Glutathione is essential for the immune system’s proper functioning and is vital in building and repairing tissue. It acts as an important antioxidant, which helps protect your body from damage to cells caused by free radicals.
One unique thing about glutathione is that the body is able to make it in the liver, which is not true of most antioxidants.
Glutathione has many important functions, including:
- making DNA, the building blocks of proteins and cells
- supporting immune function
- forming sperm cells
- breaking down some free radicals
- helping certain enzymes function
- regenerating vitamins C and E
- transporting mercury out of the brain
- helping the liver and gallbladder deal with fats
- assisting regular cell death (a process known as apoptosis)
How Does The Meyers Cocktail Work?
Vitamin B12 provides brain, blood, bones, and eye health, as well as the regulation of mood and energy levels. Meanwhile, vitamin C helps to boost immunity, support iron absorption, and reduce risk factors associated with heart disease. Magnesium regulates blood pressure, supports the immune system, and helps with nerve and muscle function.

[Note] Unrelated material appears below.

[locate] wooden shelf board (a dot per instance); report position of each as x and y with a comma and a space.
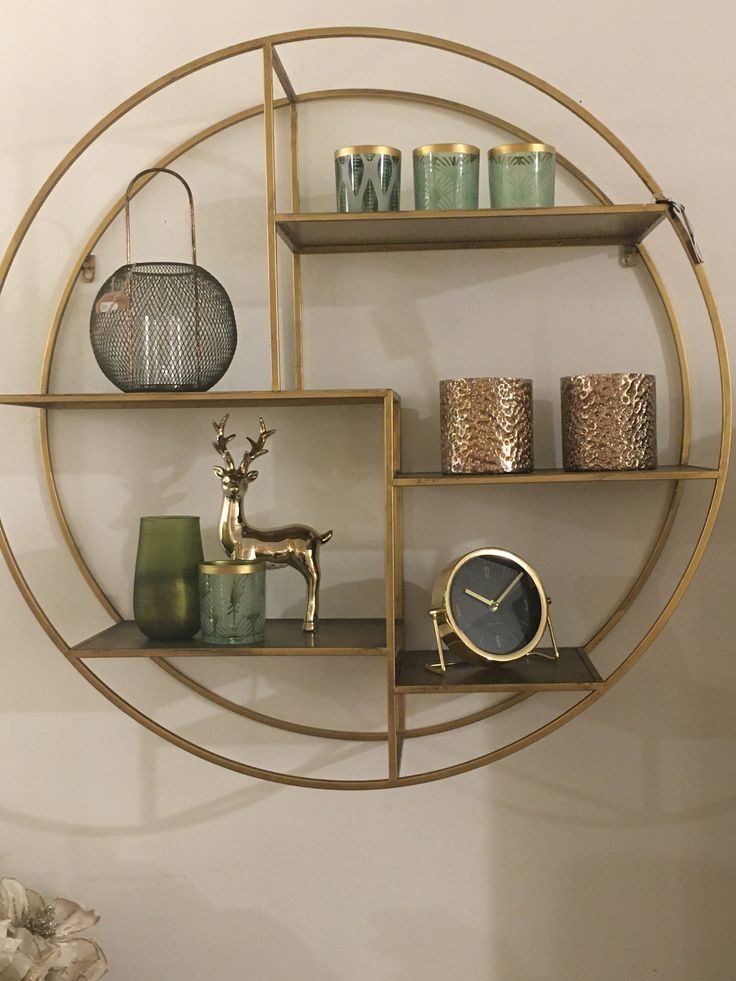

Intravenous nutrient therapy allows for high doses of these ingredients to be delivered straight into the bloodstream. The Myers Cocktail has been used to treat asthma, chronic fatigue syndrome, and other long-term conditions. There have also been positive reports about its ability to relieve fatigue, migraines, and upper respiratory tract infections. Let’s look at some of the benefits in greater detail.
A Healthier Circulatory System
Vitamin B12 and Vitamin C can reduce risk factors for high blood pressure and other cardiovascular illnesses. These vitamins work together to improve heart health. Vitamin C can reduce the levels of bad cholesterol in the body, and cholesterol is a significant risk factor for heart disease.
Improved Nerve Health
Some people who have fibromyalgia also find the Myers Cocktail helpful. That’s likely because Vitamin B12 and magnesium play a major role in nerve health. A deficiency in Vitamin B12 can lead to nerve damage that causes fibromyalgia.

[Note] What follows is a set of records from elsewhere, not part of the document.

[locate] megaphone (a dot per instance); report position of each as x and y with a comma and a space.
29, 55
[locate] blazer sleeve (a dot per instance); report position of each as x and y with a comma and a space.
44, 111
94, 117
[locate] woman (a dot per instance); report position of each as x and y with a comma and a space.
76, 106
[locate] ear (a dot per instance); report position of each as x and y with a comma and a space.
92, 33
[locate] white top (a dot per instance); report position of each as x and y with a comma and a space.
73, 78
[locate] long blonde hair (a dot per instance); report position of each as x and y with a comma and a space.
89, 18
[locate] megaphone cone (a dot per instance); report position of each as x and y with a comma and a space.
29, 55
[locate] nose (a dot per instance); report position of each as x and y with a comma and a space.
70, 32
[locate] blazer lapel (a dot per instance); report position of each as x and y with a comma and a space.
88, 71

Greater Ability to Beat Colds and Flus
Many people get the Myers Cocktail because they want to improve their immunity or stop getting the cold or flu so frequently. The high dose of Vitamin C in the vitamin drip is responsible for this benefit.
Vitamin C fights free radicals which are responsible for cellular damage and a variety of diseases. When you have low levels of free radicals in your body, your general health improves, and you contract diseases.

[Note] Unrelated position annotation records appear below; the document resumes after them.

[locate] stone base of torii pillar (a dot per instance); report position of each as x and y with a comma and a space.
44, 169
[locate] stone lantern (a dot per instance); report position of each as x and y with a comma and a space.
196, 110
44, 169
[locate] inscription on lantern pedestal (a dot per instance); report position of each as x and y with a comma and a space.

Vitamin B12 and Vitamin C deficiencies can cause poor memory. Even in people who don’t have deficiencies, low vitamin levels can affect recall. The brain naturally loses neurons with age, but the process can slow down. Regular treatments with the Myers Cocktail can ensure your brain cells remain healthy.
Here’s the Thing…
When you increase vitamins C, E, B12 and minerals like magnesium, you increase your potassium levels as well. It’s important to understand that you can take a potassium supplement all day long, but if you’re deficient in the others, your potassium will vanish into thin air. It MUST be supported. If you live anywhere there is a hotter climate, you can almost be sure your potassium levels are low. Sweating (even for a few little drops) can deplete your body of potassium. Therefore, making sure you have an adequate amount of the necessary vitamins is key. Our Glutathione and Meyers WILL take your body to the next level of health.
Tip of the Day…
Watermelon!! Who doesn’t love a nice, juicy slice of cold watermelon on a hot summer day? Go ahead, grab a slice without any guilt whatsoever. You won’t only increase your potassium, but you can’t help but smile and feel a little bit better. The Watermelon Festival is celebrated in 15 states…can you guess which ones? Cheers to doin the Watermelon Crawl!!!!